Figure. 3-III-1-5 Desynchronization underlying the multi-cell-level amplitude decrease in the rat suprachiasmatic nucleus (SCN) induced by the critical light pulses. (A) Spatio-temporal expression of Per1 and Per2 genes in the rat SCN examined by in situ hybridization using a digoxigenin-labelled Per1 and Per2 cRNA probes. Upper and lower panels indicate the expression of Per1 (upper) and Per2 (lower) genes in the SCN with (light) or without (control) the critical light pulses. The left side of each figure is the medial side of the SCN. Dashed lines indicate the SCN boundaries. The bar indicates 100 μm. (B) Number of positive cells in the entire SCN (red), dorsomedial (DM) region (green), and ventrolateral (VL) region (blue). Each point corresponds to data from one SCN sample, and the curves are the linear interpolations of the averages of two independent samples. (C) Time series of the normalized intensity of each pixel in the SCN images. The time series of pixels are sorted by their mean intensities so that higher mean intensity corresponds to lower index. (D) Time series of the locomotor activities of two independent rats whose showed substantial decrease in amplitude of locomotor activity one day after the critical light pulses. To extract long-term trend of locomotor activity, we applied moving average with 4-hour window size to the original locomotor activity data collected every 5 min.

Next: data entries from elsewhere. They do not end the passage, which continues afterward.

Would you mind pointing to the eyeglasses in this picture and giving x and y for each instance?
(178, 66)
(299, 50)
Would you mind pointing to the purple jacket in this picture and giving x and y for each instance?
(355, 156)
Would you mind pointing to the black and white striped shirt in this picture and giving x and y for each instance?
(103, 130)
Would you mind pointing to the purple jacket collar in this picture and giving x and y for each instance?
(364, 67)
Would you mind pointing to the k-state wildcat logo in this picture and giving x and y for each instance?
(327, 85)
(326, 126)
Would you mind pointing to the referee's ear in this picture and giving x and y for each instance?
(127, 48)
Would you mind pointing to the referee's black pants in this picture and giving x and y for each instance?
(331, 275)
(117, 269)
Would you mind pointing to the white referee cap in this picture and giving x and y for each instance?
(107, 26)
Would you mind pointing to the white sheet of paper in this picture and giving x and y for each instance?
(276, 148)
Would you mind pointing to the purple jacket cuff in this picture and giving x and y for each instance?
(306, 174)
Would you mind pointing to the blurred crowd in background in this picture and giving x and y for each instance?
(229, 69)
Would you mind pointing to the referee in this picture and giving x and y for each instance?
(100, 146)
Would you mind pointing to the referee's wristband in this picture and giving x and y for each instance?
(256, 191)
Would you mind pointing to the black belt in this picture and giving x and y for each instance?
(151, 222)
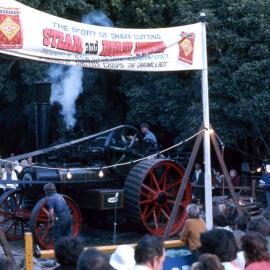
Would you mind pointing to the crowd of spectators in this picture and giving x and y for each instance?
(244, 246)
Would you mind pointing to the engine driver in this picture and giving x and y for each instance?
(149, 138)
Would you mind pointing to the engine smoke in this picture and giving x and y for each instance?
(66, 87)
(67, 81)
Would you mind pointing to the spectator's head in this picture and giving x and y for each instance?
(193, 211)
(67, 250)
(6, 263)
(150, 252)
(241, 222)
(266, 214)
(144, 127)
(92, 259)
(208, 262)
(9, 167)
(30, 161)
(254, 246)
(197, 166)
(233, 173)
(49, 189)
(238, 235)
(260, 225)
(220, 221)
(123, 258)
(220, 242)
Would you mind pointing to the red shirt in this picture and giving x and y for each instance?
(264, 265)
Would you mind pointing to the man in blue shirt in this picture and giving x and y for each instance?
(59, 213)
(266, 180)
(149, 138)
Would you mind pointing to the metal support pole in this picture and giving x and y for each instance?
(184, 183)
(206, 141)
(28, 251)
(226, 174)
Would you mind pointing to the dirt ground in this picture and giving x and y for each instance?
(89, 236)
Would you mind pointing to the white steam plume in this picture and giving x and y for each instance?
(67, 81)
(66, 87)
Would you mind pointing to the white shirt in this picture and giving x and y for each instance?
(141, 267)
(197, 174)
(13, 177)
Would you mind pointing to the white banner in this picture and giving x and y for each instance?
(31, 34)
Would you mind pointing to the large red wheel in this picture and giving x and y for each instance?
(39, 222)
(14, 215)
(150, 192)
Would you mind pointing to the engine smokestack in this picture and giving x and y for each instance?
(42, 93)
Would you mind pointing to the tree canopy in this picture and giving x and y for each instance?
(238, 36)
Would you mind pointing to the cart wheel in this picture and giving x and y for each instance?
(39, 222)
(14, 216)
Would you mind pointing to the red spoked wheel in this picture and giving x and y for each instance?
(150, 192)
(14, 215)
(39, 222)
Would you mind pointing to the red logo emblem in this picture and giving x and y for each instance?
(10, 28)
(186, 47)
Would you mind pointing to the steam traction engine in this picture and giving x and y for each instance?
(146, 189)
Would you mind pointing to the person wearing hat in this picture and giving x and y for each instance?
(123, 258)
(59, 214)
(149, 138)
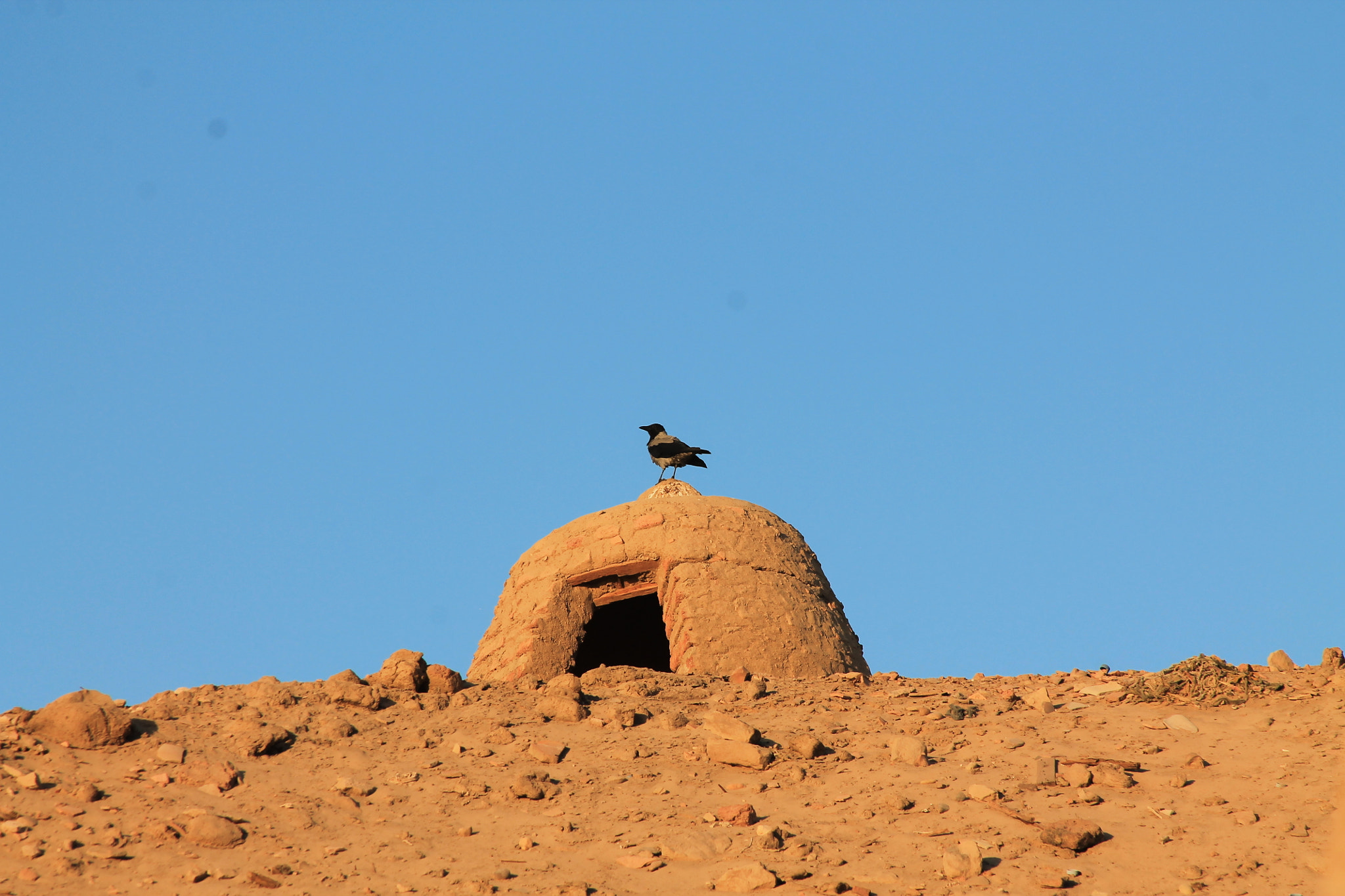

Singularity behaviors have been widely observed in various organisms since the first report of such behavior in Drosophila pseudoobscura by Arthur T. Winfree in 1970. To elucidate the underlying mechanism, Arthur T. Winfree and others conducted the two-pulse experiment and revealed the "unclocklike" behavior of circadian clock, in which the critical light pulse inducing the singularity behavior seemed to decrease the amplitude of circadian clock without affecting its frequency, apparently arguing against both the simple limit-cycle model and its resulting prediction that the arrhythmicity would underlie the singularity behaviour. To explain this "unclocklike" behavior of circadian clock, he proposed the "clockshop" hypothesis, in which an organism-level circadian clock consists of multiple circadian oscillators with substantial fluctuations, and predicted that the desynchronization of individual circadian oscillators would underlie the singularity behavior (multi-cell-level amplitude decrease). He was unable to directly test this prediction, however, as there was no way to observe single-cell-level circadian rhythmicity at that time. In this study, his prediction on the desynchronization was directly proved at least in mammalian circadian system more than 30 years after he originally proposed it in his review.